Detail:

It is envisioned that the field of nanomaterials and nanotechnology will go through a tremendous expansion and will hold immense potential for providing advanced scientific and technological solutions that will have significant societal impact. The discovery of graphene (a 2D single atom layer of carbon) opens up the possibility of creating other layered materials and structures, which upon reduction to single/few atomic layers will offer functional flexibility that is far reaching than graphene.
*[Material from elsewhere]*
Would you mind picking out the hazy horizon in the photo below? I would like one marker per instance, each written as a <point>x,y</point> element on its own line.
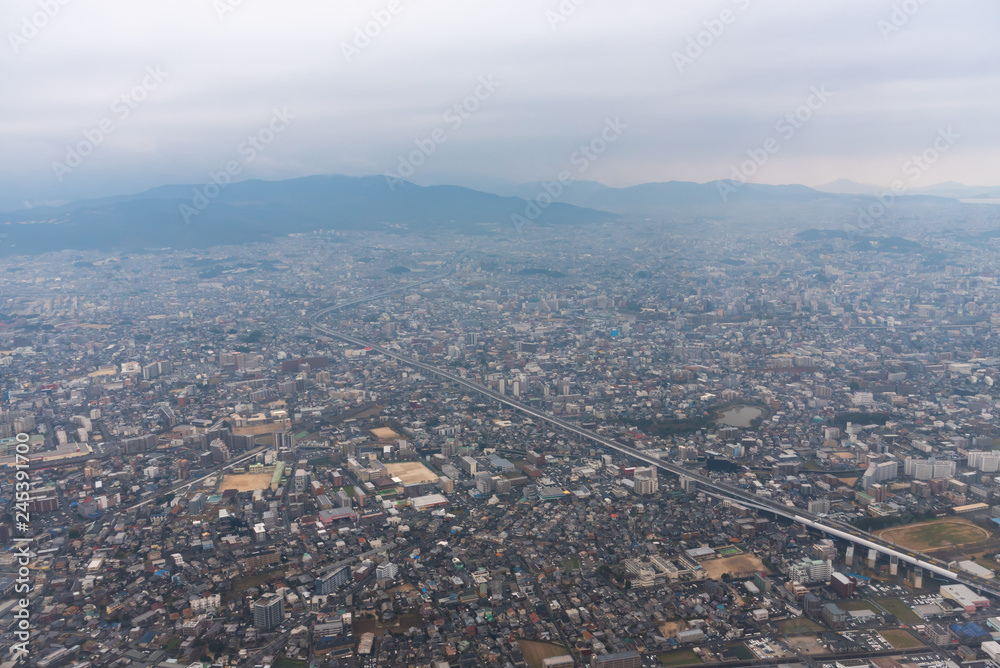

For example, single- and few-layers of atomically thin Transition Metal Dichalcogenides (TMDCs) such as Molybdenum Disulphide (MoS2), Tungsten Disulphide (WS2), etc. possess fascinating and lucrative physicochemical properties, such as the presence of inherent band gap, is a major advantage over Graphene, a zero band gap material. This opens up huge possibilities in utilizing these materials for several optoelectronics applications. Nevertheless, for nanotechnologies to impact human life through innovative energy storage/generation technologies, such nano-materials having properties and functionalities compatible with present day structural elements of energy utilization processes and future energy technology concepts are needed. Achieving this will require renewed synthesis and characterization efforts in order to have complete control over their structure, properties, and arrangement. Keeping this as the central theme, this talk will focus on synthesis, properties and characterization of a variety of functional 2D materials that are/will be key components in energy and opto-electronics applications.
　 
ST would like to acknowledge funding support from: NSF-ECCS 0925682, NSF-ECCS 1137113, NSF-PIRE OISE-0968405, NSF-DMR (REU)-1157058, DoD-AROW911NF-11-1-0362.